Bootblack t.1

Sur le front allemand, au printemps 1945 : la guerre ne laisse que mort et destruction dans son sillage. Pour échapper à l’horreur du présent, Al, soldat américain, seul rescapé de son unité, se plonge dans les souvenirs de sa vie new-yorkaise. Fils d’immigrés allemands, né aux États Unis, il n’a pas dix ans quand, en une nuit, sous l’œil satisfait de ces Américains anti-étrangers, il perd ses parents et son foyer dans un terrible incendie. Tournant le dos à ses origines, Al n’a pas d’autre choix que de vivre dans la rue ; il devient Bootblack, un « cireur de chaussures ». 

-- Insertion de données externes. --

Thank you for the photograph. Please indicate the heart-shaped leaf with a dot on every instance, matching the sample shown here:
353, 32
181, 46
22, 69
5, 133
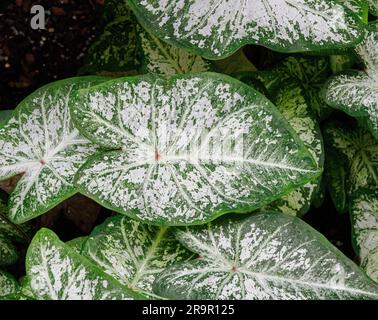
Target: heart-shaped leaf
360, 150
263, 256
364, 215
134, 253
290, 101
217, 28
356, 92
8, 284
190, 148
40, 141
311, 73
58, 272
159, 57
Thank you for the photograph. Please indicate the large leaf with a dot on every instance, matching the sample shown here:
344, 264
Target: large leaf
360, 150
264, 256
134, 253
217, 28
190, 148
364, 215
311, 73
40, 141
8, 284
58, 272
290, 101
356, 92
160, 57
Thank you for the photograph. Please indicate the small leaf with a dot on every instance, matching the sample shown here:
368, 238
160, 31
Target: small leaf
215, 29
40, 141
356, 92
134, 253
115, 50
336, 176
159, 57
361, 152
8, 252
263, 256
190, 148
8, 284
364, 216
58, 272
311, 73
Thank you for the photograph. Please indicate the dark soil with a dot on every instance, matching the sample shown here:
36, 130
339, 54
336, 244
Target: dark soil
31, 58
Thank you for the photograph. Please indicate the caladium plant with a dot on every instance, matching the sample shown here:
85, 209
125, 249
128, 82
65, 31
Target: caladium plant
204, 157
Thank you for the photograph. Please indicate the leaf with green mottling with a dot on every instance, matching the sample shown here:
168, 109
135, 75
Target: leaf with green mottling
263, 256
356, 92
215, 29
40, 141
8, 284
159, 57
311, 73
58, 272
336, 174
134, 253
189, 148
360, 150
8, 252
290, 101
364, 216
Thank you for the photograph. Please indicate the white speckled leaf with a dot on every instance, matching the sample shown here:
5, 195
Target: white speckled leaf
8, 284
364, 216
263, 256
134, 253
217, 28
160, 57
190, 148
58, 272
361, 152
373, 6
356, 92
40, 141
311, 73
291, 102
8, 252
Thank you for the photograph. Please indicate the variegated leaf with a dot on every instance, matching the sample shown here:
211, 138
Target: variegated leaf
134, 253
217, 28
8, 252
40, 141
364, 215
190, 148
58, 272
8, 284
361, 152
263, 256
290, 101
160, 57
356, 92
311, 73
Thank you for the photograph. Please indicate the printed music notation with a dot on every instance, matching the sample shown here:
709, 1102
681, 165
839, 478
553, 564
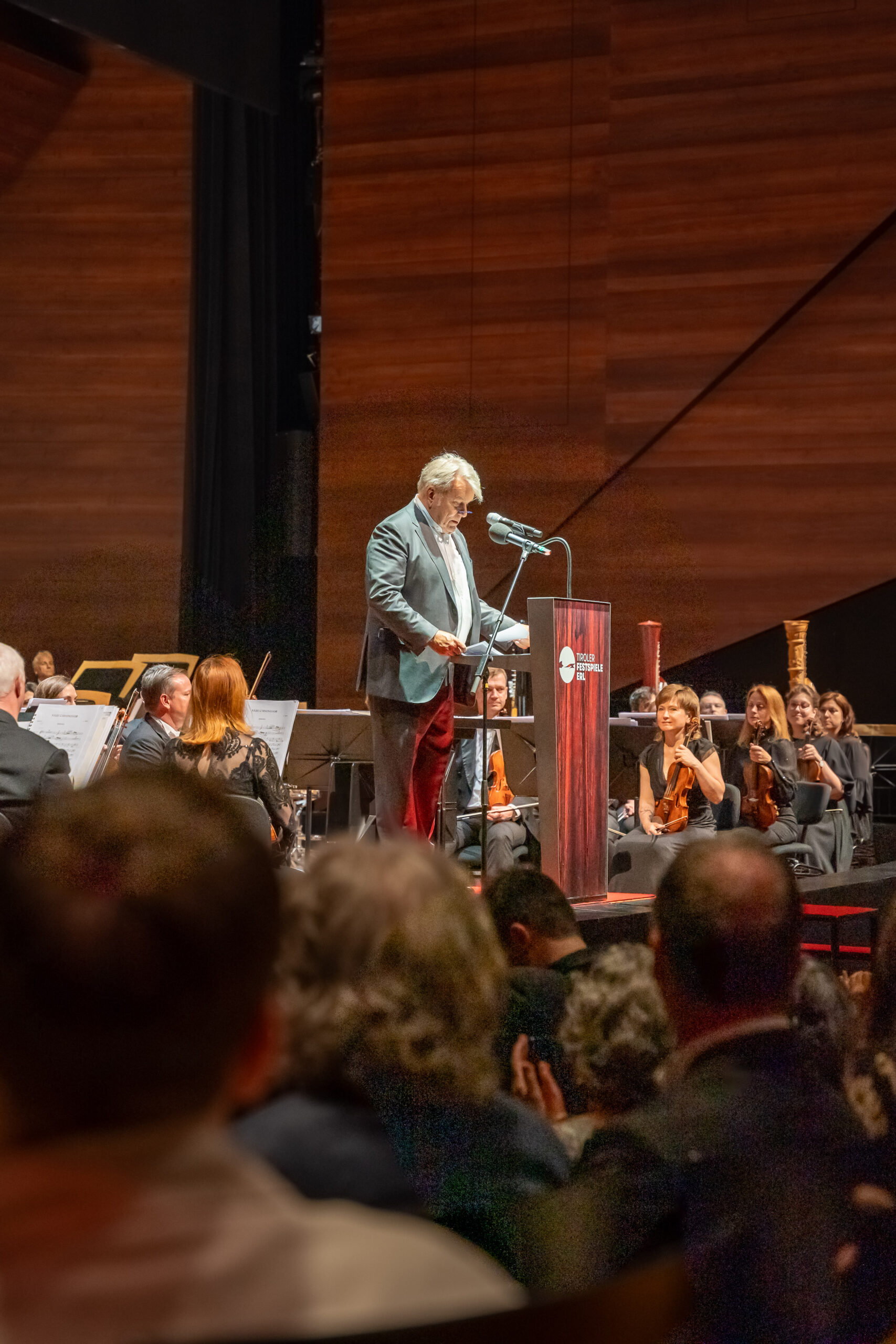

Bootblack est une bande dessinée en deux parties. La première partie se déroule essentiellement dans les ruelles de New York et s’attarde sur l’enfance de Al, jusqu’à l’âge adulte. Le second tome se concentre sur sa vie d’adulte. Les deux tomes forment une histoire complète, bien menée, captivante et touchante. Al vit une succession d’épreuves qui ne sont pas faciles pour un jeune garçon. Il devra apprendre à se construire, en ayant peu d’outils à portée de main. 

« Cette vie. Celle d’un cireur de souliers de la monstrueuse cité. Un Bootblack. Je n’avais pas dix ans, la rue était devenue mon seul foyer… et Shiny, ma seule famille. »

Le premier tome débute en 1945, sur le front. Al est le seul survivant de son unité. Plongé dans les profondeurs de sa mémoire, il nous raconte sa vie alors qu’il est un jeune garçon de 10 ans qui sillonne les ruelles de New York, cirant des chaussures pour sa survie. 

Transporté à l’époque de l’entre-deux guerres, le lecteur est plongé dans cette dure réalité de la rue, où Al et ses compagnons essaient de s’élever de leur condition difficile. Il y est beaucoup question des classes sociales et de la différence marquée entre les jeunes travailleurs de la rue et les riches messieurs qui utilisent ses services de cireur de chaussures. Al réalise bien vite que sa condition est précaire. Il est sujet à l’influence d’un monde dans lequel il cherche sa place. Il veut aussi démontrer qu’il n’est pas un moins que rien. Il va tenter de se sortir de la misère en n’ayant pas forcément fait les bons choix. 

Bootblack aborde de nombreux thèmes, relatifs à la guerre, à la survie, à la pauvreté, mais également à l’identité. Fils d’immigrant allemand, Al a longtemps renié ses racines, afin de devenir un « vrai américain ». Désireux de se démarquer des valeurs reliées au vieux continent, il souhaite devenir lui-même quelqu’un, sans l’influence de sa famille. Alors qu’il perd tout ce qui le retient à ses parents, il doit chercher de nouvelles bases à une vie difficile. 

Le dessin est vraiment très beau. J’ai adoré le coup de crayon, très représentatif de l’époque où se déroule la bande dessinée. L’auteur réussi à bien transmettre les émotions vécues par son personnage. 

La bande dessinée se termine par un cahier de croquis et de dessins.

Bootblack est une belle découverte et j’ai tout de suite enchaîné avec le second tome que je vous présenterai bientôt. Le contexte entourant les guerres mondiales, ses effets et ses conséquences m’ont toujours intéressé. Je lirais bien à nouveau d’autres histoires de Mikaël.